Good works makes it easier to help each other create a more ethical workplace

Good Works brings together people and ideas so we can do the right thing wherever we work. We do this by partnering with likeminded people to shareinsights and stage events.

Based on a credible framework of universal ethical principles or ‘good ethics’, Good Works networks across the private, public, charity or social enterprise sectors.

Our support is drawn from individual professionals and entrepreneurs from different disciplines and generations from people starting out on their careers, people at the peak of their careers and people who are winding down and wanting to share their experience and contacts.

Orange Circles 2The two interlocking hoops in our logo is a timeless symbol that represents a healthy and progressive attitude to others that Good Works wishes to promote. Click here to find out more.

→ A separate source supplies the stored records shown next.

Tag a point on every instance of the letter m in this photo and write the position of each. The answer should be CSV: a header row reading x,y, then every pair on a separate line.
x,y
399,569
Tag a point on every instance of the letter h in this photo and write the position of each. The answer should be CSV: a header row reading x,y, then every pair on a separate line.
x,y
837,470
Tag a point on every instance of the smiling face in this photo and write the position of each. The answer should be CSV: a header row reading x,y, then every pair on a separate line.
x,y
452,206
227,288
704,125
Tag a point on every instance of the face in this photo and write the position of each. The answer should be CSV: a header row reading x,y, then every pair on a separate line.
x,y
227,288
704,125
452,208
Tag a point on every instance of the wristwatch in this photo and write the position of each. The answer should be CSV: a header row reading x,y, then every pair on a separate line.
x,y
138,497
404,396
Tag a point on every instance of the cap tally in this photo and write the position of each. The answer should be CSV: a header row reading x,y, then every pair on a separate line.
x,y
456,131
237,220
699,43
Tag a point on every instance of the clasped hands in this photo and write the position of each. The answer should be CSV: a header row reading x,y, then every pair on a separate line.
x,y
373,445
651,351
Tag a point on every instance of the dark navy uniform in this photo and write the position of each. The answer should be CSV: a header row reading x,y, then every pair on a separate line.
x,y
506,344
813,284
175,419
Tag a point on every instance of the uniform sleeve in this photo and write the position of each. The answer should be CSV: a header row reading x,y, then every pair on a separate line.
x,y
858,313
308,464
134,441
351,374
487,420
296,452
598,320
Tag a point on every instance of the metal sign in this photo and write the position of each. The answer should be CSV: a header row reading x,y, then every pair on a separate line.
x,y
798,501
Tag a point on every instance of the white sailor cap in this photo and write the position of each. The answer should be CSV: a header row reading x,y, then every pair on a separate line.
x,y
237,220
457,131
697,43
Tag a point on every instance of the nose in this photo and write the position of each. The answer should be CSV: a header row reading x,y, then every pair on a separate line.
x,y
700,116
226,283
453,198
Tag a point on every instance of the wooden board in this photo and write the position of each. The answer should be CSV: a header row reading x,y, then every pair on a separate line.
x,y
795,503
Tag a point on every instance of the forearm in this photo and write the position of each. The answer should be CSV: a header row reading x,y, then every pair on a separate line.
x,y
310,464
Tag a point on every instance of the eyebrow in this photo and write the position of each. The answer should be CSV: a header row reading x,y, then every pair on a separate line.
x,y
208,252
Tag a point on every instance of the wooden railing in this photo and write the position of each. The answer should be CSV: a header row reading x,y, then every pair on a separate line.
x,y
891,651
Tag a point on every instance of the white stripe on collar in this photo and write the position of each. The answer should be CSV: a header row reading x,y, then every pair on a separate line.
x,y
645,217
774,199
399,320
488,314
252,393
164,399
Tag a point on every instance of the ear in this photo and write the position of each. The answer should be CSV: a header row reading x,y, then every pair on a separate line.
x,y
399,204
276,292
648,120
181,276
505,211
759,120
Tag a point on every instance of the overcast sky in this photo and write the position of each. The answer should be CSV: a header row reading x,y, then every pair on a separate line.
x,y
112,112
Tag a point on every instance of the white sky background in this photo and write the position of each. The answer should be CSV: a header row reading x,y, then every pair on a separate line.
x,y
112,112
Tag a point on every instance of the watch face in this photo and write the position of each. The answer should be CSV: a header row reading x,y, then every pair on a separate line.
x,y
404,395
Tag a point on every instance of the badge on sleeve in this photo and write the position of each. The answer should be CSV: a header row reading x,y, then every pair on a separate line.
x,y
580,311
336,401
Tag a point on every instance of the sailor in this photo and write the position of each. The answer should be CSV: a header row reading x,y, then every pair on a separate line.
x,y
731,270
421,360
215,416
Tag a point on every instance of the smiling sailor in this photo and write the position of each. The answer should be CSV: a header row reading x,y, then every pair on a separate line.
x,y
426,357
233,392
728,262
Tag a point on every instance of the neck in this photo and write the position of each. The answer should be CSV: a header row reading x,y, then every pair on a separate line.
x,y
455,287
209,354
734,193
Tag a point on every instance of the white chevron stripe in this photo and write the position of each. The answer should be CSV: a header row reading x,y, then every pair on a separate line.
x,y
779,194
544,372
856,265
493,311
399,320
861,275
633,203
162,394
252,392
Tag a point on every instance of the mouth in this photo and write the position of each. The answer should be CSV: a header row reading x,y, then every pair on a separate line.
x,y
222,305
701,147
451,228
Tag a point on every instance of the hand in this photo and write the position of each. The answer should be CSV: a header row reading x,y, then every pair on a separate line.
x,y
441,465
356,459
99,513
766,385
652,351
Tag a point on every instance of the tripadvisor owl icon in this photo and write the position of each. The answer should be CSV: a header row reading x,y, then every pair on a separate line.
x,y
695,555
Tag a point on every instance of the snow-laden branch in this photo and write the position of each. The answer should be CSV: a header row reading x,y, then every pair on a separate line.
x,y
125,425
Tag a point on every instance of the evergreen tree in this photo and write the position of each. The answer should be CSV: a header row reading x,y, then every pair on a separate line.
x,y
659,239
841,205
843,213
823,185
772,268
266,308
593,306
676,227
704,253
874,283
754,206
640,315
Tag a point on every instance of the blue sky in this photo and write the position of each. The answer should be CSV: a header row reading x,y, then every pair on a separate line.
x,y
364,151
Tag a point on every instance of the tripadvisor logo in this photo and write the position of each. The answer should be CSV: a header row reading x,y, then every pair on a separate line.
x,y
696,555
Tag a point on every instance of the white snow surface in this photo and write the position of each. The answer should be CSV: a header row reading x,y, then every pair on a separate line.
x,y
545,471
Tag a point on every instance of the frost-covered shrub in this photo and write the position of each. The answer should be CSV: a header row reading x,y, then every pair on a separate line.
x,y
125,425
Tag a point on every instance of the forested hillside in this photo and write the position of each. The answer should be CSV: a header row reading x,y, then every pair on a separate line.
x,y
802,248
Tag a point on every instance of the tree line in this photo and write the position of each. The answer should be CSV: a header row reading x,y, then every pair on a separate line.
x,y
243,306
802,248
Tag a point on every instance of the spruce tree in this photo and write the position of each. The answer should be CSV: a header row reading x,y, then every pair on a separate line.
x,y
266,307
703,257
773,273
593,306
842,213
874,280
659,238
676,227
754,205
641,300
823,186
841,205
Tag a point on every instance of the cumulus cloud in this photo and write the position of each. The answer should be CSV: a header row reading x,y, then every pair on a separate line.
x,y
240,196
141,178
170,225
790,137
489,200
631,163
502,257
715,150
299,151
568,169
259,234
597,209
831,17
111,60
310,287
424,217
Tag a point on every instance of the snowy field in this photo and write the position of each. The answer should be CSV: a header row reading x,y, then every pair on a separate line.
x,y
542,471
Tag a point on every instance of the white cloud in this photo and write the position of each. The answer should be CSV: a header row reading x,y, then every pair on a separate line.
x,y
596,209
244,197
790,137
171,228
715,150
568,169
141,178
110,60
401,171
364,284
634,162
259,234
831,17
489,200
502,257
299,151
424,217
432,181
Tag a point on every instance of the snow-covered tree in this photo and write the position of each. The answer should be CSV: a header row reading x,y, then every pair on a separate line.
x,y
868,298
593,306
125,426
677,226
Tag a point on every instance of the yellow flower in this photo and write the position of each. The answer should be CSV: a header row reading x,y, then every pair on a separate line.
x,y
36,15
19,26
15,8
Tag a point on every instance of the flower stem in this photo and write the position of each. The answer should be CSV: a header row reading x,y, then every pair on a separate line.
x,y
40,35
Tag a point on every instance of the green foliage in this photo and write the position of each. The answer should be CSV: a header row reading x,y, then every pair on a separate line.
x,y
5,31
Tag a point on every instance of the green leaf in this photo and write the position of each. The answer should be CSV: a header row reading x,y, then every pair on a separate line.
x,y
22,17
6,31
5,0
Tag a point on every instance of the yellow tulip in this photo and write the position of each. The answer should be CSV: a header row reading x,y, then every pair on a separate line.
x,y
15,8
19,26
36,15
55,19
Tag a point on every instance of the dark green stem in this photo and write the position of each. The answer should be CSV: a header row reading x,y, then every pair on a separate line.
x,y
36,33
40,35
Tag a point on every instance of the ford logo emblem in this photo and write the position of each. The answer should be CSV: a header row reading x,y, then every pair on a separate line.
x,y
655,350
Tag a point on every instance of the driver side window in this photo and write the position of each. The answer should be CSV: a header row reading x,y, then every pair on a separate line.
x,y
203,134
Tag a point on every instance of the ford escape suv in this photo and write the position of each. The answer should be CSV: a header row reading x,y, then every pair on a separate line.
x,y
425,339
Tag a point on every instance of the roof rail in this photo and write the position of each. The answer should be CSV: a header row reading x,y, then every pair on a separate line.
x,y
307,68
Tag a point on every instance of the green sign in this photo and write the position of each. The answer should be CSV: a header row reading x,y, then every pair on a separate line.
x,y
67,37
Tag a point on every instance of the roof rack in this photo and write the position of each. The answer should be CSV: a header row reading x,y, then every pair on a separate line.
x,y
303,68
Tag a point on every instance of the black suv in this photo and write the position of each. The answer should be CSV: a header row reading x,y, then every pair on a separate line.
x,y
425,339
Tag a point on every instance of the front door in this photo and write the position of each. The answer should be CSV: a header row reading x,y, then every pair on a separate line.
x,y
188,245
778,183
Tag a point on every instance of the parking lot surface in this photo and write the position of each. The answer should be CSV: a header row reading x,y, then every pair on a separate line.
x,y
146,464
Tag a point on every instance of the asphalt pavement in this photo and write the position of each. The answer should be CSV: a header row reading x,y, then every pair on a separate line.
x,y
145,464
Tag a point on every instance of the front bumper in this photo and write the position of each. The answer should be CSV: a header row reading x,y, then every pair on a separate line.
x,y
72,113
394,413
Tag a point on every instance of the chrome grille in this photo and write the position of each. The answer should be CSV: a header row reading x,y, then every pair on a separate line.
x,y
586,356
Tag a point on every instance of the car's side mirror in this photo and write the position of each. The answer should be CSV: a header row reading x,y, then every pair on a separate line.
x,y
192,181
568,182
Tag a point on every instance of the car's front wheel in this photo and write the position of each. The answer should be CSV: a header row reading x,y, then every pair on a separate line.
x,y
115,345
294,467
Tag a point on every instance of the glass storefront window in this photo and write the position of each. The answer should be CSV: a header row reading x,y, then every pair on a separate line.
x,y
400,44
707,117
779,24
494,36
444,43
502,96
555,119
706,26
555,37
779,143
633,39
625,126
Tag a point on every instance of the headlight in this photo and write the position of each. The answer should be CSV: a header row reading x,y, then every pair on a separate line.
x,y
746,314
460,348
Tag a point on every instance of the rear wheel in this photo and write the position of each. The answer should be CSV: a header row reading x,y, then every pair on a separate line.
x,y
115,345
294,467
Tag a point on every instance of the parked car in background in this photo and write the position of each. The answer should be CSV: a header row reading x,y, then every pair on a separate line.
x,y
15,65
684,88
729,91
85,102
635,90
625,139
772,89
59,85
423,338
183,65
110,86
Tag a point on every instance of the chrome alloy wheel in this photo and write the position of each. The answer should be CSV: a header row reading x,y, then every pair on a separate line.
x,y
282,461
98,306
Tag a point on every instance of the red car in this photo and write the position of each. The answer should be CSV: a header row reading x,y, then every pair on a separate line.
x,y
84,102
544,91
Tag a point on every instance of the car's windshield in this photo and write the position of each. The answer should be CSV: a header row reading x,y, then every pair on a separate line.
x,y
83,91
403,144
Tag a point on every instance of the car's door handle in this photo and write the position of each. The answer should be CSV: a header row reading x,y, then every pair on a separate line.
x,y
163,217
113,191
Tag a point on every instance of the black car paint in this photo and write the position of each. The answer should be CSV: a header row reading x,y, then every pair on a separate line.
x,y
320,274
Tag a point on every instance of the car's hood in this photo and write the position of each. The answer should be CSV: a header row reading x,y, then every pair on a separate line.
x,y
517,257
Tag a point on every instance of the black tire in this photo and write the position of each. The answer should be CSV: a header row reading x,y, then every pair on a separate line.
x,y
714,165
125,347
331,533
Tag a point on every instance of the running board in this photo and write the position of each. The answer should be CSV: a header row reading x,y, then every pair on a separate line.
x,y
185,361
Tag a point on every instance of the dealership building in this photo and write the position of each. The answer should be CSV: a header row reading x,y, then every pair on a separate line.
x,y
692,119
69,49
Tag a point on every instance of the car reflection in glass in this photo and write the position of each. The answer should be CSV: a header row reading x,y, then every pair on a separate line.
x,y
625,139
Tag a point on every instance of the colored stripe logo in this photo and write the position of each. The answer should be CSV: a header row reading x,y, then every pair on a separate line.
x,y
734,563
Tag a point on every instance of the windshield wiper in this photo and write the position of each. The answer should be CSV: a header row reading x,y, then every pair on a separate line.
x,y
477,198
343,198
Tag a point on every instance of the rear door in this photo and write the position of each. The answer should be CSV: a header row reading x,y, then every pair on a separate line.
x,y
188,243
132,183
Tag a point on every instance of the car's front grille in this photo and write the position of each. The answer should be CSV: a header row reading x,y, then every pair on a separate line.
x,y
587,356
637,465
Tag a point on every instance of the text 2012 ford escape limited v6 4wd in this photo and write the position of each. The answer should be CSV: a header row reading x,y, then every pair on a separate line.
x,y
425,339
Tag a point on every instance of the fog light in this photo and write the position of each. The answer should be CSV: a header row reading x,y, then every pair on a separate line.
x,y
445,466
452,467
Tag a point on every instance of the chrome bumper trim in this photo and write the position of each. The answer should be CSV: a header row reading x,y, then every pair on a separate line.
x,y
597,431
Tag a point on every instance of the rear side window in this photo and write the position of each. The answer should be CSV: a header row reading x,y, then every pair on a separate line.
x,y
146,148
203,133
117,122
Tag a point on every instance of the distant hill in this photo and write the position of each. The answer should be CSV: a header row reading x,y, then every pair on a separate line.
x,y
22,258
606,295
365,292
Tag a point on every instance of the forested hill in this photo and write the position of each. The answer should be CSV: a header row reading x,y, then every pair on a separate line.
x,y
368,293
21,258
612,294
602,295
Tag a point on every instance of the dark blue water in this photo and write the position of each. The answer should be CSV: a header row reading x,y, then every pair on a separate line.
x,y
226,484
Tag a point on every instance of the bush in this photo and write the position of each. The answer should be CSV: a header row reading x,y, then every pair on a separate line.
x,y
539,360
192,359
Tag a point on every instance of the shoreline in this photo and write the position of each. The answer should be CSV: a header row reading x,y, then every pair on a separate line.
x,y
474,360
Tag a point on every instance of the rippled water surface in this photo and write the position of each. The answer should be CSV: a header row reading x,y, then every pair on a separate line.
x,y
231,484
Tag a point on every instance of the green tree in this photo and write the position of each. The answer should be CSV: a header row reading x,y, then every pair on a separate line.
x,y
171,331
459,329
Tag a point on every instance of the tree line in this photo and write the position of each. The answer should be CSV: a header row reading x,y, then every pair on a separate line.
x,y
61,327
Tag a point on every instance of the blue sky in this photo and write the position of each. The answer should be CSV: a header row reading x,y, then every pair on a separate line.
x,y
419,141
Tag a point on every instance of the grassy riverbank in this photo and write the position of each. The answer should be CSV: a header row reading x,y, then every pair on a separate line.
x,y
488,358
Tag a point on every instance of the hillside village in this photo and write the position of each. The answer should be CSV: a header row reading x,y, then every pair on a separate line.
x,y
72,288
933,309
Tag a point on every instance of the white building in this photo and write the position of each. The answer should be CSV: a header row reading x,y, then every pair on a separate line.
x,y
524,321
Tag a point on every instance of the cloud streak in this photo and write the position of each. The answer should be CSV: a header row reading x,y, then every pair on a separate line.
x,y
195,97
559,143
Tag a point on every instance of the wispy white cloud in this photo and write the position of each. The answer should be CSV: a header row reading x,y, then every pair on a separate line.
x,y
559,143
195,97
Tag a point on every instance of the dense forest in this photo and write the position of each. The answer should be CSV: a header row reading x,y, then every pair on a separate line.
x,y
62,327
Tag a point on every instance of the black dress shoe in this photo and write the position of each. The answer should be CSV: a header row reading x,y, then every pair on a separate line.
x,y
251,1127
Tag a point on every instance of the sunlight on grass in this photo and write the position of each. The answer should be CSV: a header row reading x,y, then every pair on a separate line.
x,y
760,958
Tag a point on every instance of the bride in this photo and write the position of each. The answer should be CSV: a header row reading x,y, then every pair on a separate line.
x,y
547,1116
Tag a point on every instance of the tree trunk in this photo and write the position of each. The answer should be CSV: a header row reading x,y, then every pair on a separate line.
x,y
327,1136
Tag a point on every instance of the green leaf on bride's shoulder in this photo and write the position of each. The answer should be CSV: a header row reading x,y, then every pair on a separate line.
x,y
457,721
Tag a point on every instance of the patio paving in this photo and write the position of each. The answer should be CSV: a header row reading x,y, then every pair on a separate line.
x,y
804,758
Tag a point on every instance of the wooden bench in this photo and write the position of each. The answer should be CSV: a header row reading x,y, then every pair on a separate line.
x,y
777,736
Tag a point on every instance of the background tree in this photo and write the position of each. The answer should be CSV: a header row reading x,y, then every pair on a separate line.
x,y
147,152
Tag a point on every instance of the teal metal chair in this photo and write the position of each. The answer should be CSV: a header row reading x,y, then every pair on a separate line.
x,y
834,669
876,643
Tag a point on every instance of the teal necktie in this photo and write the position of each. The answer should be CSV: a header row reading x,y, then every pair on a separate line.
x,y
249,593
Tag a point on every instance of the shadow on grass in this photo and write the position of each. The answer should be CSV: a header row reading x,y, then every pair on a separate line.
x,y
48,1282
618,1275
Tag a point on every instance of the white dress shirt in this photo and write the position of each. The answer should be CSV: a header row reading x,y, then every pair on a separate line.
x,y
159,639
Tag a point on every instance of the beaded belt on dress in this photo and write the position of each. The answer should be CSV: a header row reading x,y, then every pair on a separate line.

“Our lives begin to end the day we are silent about things that matter.”

 

‘There is an alternative’ and it starts in your workplace

Good Works has found its voice over the last two years by virtue of the conversations we have had with so many interesting people both online and at events. A highlight has been our series of Buffet Talks and in particular a response by Fr Pat Reardon, one of our academic speakers, to a question from the audience. The question was “what do you think is the biggest threat to The Common Good?”. His reply was that this was “TINA, the belief that there is no alternative to letting things go and giving up hope”. Click here to see the notes from that Buffet Talk on The Common Good.

Well, maybe Good Works starts with hope but that is just the foundation. We believe we need to go one step further and turn that hope into something concrete through our own choices and actions.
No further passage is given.